The evolutionary relationships and higher classification of the genus Caulobothrium remain uncertain. Despite its possession of bothridial stalks-a feature that characterizes members of the Rhinebothriidea-molecular phylogenetic analyses (e.g., Caira et al. 2014Caira et al. , 2017) ) place this taxon among the more than 20 genera that remain in the "Tetraphyllidea". However, given the highly polyphyletic nature of the latter taxon and the essentially completely unresolved interrelationships of its various independent lineages relative to one another and to other cestode orders, the true ordinal affinities of Caulobothrium are unclear. These same uncertain phylogenetic affinities also hinder the assignment of this genus to a family at this time.
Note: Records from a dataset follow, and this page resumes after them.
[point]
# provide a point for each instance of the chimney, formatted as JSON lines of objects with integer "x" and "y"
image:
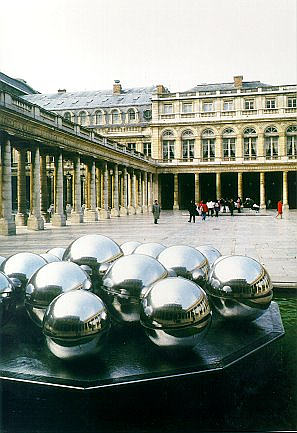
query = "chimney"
{"x": 117, "y": 87}
{"x": 238, "y": 81}
{"x": 160, "y": 89}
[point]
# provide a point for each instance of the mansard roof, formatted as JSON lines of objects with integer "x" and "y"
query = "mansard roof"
{"x": 93, "y": 99}
{"x": 17, "y": 84}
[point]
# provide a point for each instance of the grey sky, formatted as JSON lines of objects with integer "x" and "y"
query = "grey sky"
{"x": 85, "y": 45}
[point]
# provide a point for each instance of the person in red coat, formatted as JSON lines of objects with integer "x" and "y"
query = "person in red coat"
{"x": 279, "y": 209}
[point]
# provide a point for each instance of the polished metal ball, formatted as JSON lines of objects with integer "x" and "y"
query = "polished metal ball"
{"x": 50, "y": 257}
{"x": 125, "y": 283}
{"x": 58, "y": 252}
{"x": 239, "y": 287}
{"x": 175, "y": 313}
{"x": 186, "y": 262}
{"x": 7, "y": 299}
{"x": 210, "y": 252}
{"x": 21, "y": 266}
{"x": 129, "y": 247}
{"x": 152, "y": 249}
{"x": 76, "y": 324}
{"x": 50, "y": 281}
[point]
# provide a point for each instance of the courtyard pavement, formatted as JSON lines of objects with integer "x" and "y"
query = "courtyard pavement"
{"x": 271, "y": 241}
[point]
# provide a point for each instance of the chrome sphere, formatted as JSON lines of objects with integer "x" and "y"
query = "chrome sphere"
{"x": 92, "y": 250}
{"x": 210, "y": 252}
{"x": 75, "y": 324}
{"x": 175, "y": 313}
{"x": 50, "y": 257}
{"x": 186, "y": 262}
{"x": 58, "y": 252}
{"x": 21, "y": 266}
{"x": 129, "y": 247}
{"x": 239, "y": 287}
{"x": 50, "y": 281}
{"x": 7, "y": 299}
{"x": 152, "y": 249}
{"x": 125, "y": 283}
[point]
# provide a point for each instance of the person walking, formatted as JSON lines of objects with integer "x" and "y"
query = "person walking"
{"x": 192, "y": 211}
{"x": 279, "y": 209}
{"x": 156, "y": 210}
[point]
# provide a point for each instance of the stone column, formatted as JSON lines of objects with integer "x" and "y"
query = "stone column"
{"x": 197, "y": 188}
{"x": 59, "y": 219}
{"x": 76, "y": 214}
{"x": 175, "y": 192}
{"x": 239, "y": 185}
{"x": 145, "y": 194}
{"x": 44, "y": 189}
{"x": 115, "y": 211}
{"x": 140, "y": 196}
{"x": 218, "y": 186}
{"x": 262, "y": 191}
{"x": 91, "y": 212}
{"x": 7, "y": 224}
{"x": 132, "y": 207}
{"x": 124, "y": 208}
{"x": 150, "y": 198}
{"x": 21, "y": 216}
{"x": 104, "y": 213}
{"x": 35, "y": 221}
{"x": 285, "y": 191}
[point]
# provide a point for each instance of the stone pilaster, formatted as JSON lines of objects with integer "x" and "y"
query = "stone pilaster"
{"x": 115, "y": 211}
{"x": 175, "y": 192}
{"x": 76, "y": 214}
{"x": 91, "y": 212}
{"x": 35, "y": 221}
{"x": 7, "y": 224}
{"x": 21, "y": 216}
{"x": 262, "y": 191}
{"x": 59, "y": 219}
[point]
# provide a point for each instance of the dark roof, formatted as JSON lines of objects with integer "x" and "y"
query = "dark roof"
{"x": 93, "y": 99}
{"x": 227, "y": 86}
{"x": 17, "y": 83}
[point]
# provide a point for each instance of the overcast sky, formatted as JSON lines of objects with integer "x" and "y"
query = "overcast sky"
{"x": 87, "y": 44}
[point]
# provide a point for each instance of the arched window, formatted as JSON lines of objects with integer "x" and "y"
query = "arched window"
{"x": 131, "y": 115}
{"x": 188, "y": 145}
{"x": 67, "y": 116}
{"x": 99, "y": 117}
{"x": 250, "y": 143}
{"x": 229, "y": 140}
{"x": 271, "y": 142}
{"x": 292, "y": 142}
{"x": 82, "y": 118}
{"x": 168, "y": 145}
{"x": 208, "y": 145}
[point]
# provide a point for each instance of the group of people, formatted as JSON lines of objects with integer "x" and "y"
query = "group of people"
{"x": 212, "y": 208}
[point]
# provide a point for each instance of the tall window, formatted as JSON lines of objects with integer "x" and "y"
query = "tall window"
{"x": 82, "y": 118}
{"x": 188, "y": 145}
{"x": 229, "y": 144}
{"x": 168, "y": 144}
{"x": 208, "y": 145}
{"x": 249, "y": 104}
{"x": 147, "y": 149}
{"x": 292, "y": 142}
{"x": 67, "y": 116}
{"x": 249, "y": 143}
{"x": 271, "y": 142}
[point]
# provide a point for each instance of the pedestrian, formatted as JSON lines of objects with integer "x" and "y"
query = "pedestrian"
{"x": 156, "y": 211}
{"x": 279, "y": 209}
{"x": 192, "y": 211}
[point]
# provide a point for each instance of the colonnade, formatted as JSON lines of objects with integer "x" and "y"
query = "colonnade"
{"x": 88, "y": 190}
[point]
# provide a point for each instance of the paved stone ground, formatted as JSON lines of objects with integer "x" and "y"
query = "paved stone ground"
{"x": 271, "y": 241}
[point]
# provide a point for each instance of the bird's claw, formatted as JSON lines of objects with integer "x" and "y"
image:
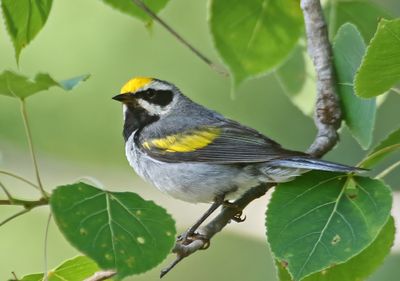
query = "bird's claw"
{"x": 239, "y": 218}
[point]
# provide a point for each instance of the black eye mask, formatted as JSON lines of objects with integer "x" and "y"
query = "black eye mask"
{"x": 157, "y": 97}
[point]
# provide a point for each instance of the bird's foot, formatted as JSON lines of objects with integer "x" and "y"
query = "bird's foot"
{"x": 238, "y": 216}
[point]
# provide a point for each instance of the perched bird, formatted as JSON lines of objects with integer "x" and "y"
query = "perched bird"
{"x": 195, "y": 154}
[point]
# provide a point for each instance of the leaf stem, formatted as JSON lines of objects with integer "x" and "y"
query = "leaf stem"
{"x": 27, "y": 204}
{"x": 19, "y": 178}
{"x": 388, "y": 170}
{"x": 8, "y": 194}
{"x": 156, "y": 18}
{"x": 31, "y": 148}
{"x": 397, "y": 91}
{"x": 45, "y": 257}
{"x": 16, "y": 215}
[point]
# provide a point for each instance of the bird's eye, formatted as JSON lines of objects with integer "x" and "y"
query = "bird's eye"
{"x": 151, "y": 94}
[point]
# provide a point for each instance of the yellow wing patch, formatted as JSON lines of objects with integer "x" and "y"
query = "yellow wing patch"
{"x": 135, "y": 84}
{"x": 187, "y": 142}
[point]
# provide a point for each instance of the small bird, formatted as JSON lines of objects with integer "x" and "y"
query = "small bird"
{"x": 197, "y": 155}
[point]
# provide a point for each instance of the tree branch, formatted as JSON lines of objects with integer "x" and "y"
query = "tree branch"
{"x": 327, "y": 120}
{"x": 327, "y": 115}
{"x": 156, "y": 18}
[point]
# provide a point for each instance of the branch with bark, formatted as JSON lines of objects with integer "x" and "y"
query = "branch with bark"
{"x": 327, "y": 118}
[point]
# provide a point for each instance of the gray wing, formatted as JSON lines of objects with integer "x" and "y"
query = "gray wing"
{"x": 223, "y": 143}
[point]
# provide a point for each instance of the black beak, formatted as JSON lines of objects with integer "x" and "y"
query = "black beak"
{"x": 121, "y": 97}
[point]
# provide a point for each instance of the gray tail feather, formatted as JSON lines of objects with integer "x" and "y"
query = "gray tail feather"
{"x": 314, "y": 164}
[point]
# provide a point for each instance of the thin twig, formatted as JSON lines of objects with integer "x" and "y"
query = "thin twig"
{"x": 205, "y": 233}
{"x": 397, "y": 91}
{"x": 19, "y": 178}
{"x": 45, "y": 257}
{"x": 388, "y": 170}
{"x": 16, "y": 215}
{"x": 327, "y": 115}
{"x": 8, "y": 194}
{"x": 101, "y": 275}
{"x": 28, "y": 204}
{"x": 154, "y": 16}
{"x": 31, "y": 148}
{"x": 327, "y": 120}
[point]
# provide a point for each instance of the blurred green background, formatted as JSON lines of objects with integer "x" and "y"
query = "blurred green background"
{"x": 79, "y": 133}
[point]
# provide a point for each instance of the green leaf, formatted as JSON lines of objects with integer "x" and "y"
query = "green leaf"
{"x": 363, "y": 14}
{"x": 380, "y": 68}
{"x": 297, "y": 79}
{"x": 254, "y": 36}
{"x": 386, "y": 147}
{"x": 359, "y": 114}
{"x": 360, "y": 266}
{"x": 75, "y": 269}
{"x": 18, "y": 86}
{"x": 24, "y": 19}
{"x": 128, "y": 7}
{"x": 118, "y": 230}
{"x": 312, "y": 224}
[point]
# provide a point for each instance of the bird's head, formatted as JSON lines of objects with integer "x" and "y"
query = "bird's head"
{"x": 154, "y": 96}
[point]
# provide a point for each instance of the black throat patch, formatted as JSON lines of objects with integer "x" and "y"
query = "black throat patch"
{"x": 135, "y": 119}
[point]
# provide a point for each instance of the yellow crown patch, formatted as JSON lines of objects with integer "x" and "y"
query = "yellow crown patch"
{"x": 135, "y": 84}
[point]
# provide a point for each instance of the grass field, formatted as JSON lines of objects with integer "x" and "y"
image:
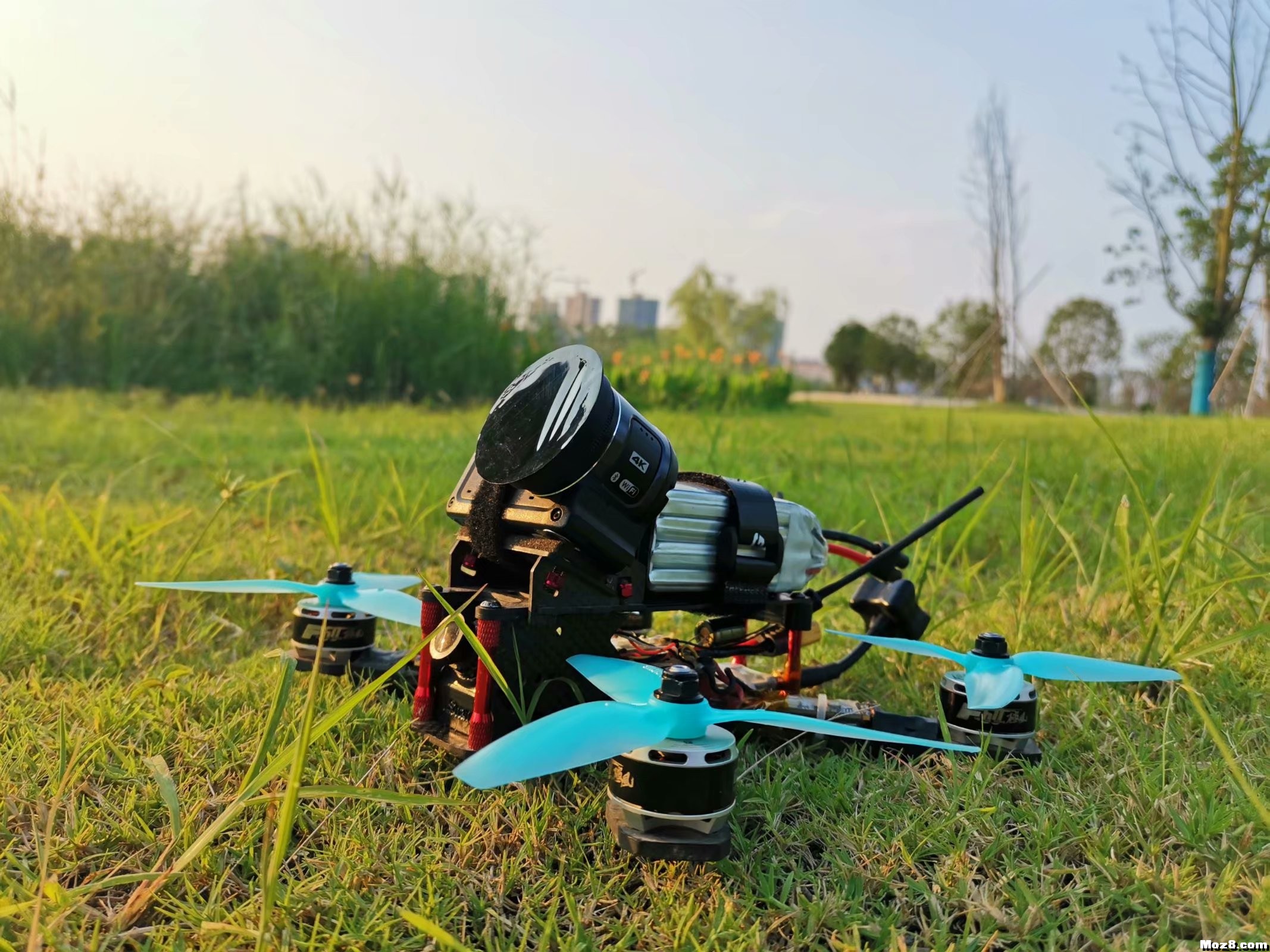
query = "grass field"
{"x": 1140, "y": 831}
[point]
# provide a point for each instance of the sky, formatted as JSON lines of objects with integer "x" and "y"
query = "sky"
{"x": 816, "y": 148}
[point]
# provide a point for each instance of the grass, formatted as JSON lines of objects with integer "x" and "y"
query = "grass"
{"x": 143, "y": 731}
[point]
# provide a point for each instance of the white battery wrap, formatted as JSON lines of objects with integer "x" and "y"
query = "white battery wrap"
{"x": 686, "y": 536}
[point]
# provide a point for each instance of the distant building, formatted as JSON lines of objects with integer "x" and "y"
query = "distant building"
{"x": 637, "y": 312}
{"x": 581, "y": 311}
{"x": 545, "y": 310}
{"x": 811, "y": 371}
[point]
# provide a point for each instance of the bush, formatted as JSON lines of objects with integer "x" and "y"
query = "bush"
{"x": 700, "y": 384}
{"x": 302, "y": 301}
To our knowledge, the unusual, PAS-positive medial longitudinal grooves and tandem series of elliptical apertures seen throughout the dorsal and ventral surfaces of the strobila of C. multispelaeum have been observed previously in only one other group of cestodes. Koch et al. (2012;pg. 182) reported "a region of musculo-glandular tissue along midline of dorsal and ventral surfaces manifested externally as tandem series of depressions" in all three species of the lecanicephalidean genus Elicilacunonsus Koch, Jensen, and Caira, 2012 they examined. They too found these structures to be PAS positive. Observing no connection between the depressions and the internal organs of these worm, they hypothesized that these grooves may function in attachment to the mucosal surface of the host's spiral intestine. An adhesive function for this structure is similarly possible in C. multispelaeum. However, the actual function (or functions) of these curious structures in these genera requires further investigation.